SIRI-Bench: Challenging VLMs' Spatial Intelligence through Complex Reasoning Tasks
This addresses the need for better spatial intelligence in VLMs for real-world interaction, though it is incremental as it focuses on benchmarking rather than model improvement.
The paper tackles the underexplored problem of complex spatial reasoning in Vision-Language Models (VLMs) by introducing SIRI-Bench, a benchmark with 9,000 video-question-answer triplets, and finds that state-of-the-art VLMs struggle significantly on it.

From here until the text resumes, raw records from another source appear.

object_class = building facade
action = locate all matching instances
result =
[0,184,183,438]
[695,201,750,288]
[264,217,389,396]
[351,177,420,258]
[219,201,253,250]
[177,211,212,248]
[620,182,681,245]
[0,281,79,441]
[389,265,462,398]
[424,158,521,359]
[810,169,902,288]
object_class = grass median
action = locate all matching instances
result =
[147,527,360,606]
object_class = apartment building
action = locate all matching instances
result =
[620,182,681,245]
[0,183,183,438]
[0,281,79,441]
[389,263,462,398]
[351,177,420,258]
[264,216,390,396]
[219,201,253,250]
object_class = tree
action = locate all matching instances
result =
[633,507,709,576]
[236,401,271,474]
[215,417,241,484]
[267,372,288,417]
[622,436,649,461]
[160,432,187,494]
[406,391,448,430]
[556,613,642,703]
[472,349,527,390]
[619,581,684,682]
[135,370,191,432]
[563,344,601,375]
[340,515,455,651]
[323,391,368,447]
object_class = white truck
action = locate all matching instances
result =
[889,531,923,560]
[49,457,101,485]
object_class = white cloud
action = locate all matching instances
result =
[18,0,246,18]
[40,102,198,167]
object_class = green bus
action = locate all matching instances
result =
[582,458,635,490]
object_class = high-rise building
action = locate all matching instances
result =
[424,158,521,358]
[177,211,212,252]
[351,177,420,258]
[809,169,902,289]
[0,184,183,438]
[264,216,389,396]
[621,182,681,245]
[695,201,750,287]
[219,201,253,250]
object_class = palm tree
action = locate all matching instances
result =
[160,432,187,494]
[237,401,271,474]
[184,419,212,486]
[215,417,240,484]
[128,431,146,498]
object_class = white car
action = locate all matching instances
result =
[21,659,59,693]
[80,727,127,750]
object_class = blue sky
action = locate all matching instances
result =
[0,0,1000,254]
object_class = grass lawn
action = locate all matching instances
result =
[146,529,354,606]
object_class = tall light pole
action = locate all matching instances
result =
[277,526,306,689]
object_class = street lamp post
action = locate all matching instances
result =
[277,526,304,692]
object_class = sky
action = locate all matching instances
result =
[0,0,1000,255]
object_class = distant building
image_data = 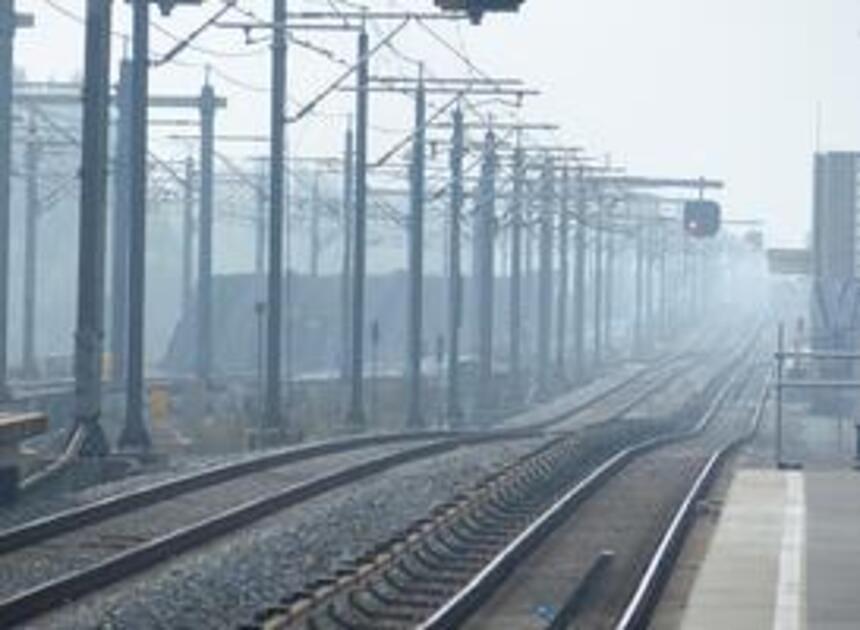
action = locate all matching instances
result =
[810,151,860,399]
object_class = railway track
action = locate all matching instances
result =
[244,328,760,630]
[0,324,740,626]
[426,360,767,630]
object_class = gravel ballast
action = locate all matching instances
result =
[29,439,541,628]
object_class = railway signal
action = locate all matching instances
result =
[684,199,722,238]
[436,0,524,24]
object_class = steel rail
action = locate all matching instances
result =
[418,348,742,630]
[0,350,692,555]
[0,330,724,626]
[0,431,470,554]
[615,383,770,630]
[0,438,464,627]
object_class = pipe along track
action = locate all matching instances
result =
[248,328,748,630]
[0,348,704,626]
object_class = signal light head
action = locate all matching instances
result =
[684,199,722,238]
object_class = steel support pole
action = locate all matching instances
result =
[475,131,496,420]
[775,322,785,468]
[74,0,111,456]
[110,59,131,385]
[347,30,370,429]
[508,144,525,406]
[573,166,588,383]
[643,217,654,351]
[520,195,537,374]
[21,111,41,379]
[119,0,150,451]
[0,0,17,400]
[592,190,605,367]
[603,206,615,355]
[264,0,287,432]
[555,163,570,382]
[406,71,427,428]
[196,80,215,383]
[659,223,671,338]
[254,164,268,296]
[446,106,465,426]
[340,127,355,383]
[537,158,553,400]
[310,172,321,279]
[633,212,645,356]
[181,156,194,317]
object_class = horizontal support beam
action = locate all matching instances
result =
[13,92,227,109]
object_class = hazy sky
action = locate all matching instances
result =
[11,0,860,243]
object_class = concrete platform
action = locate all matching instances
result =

Large Language Models (LLMs) have undergone rapid progress, largely attributed to reinforcement learning on complex reasoning tasks. In contrast, while spatial intelligence is fundamental for Vision-Language Models (VLMs) in real-world interaction, the systematic study of their complex spatial reasoning remains underexplored. To bridge this gap, we introduce SIRI-Bench, a benchmark designed to evaluate VLMs' structural spatial intelligence through spatial-grounded reasoning tasks. SIRI-Bench comprises 9,000 video-question-answer triplets, where each problem is embedded in a realistic 3D scene. The benchmark is carefully designed so that solving each problem requires both spatial comprehension and structural reasoning. To facilitate large-scale data synthesis, we develop an Automatic Scene Creation Engine that employs collaborative LLM agents to translate abstract mathematical problems into faithful 3D scenes. Experimental results reveal that state-of-the-art VLMs struggle significantly on SIRI-Bench, underscoring the challenge of structural spatial reasoning. We hope that our study will bring researchers' attention to spatially grounded reasoning and advance VLMs in visual problem-solving.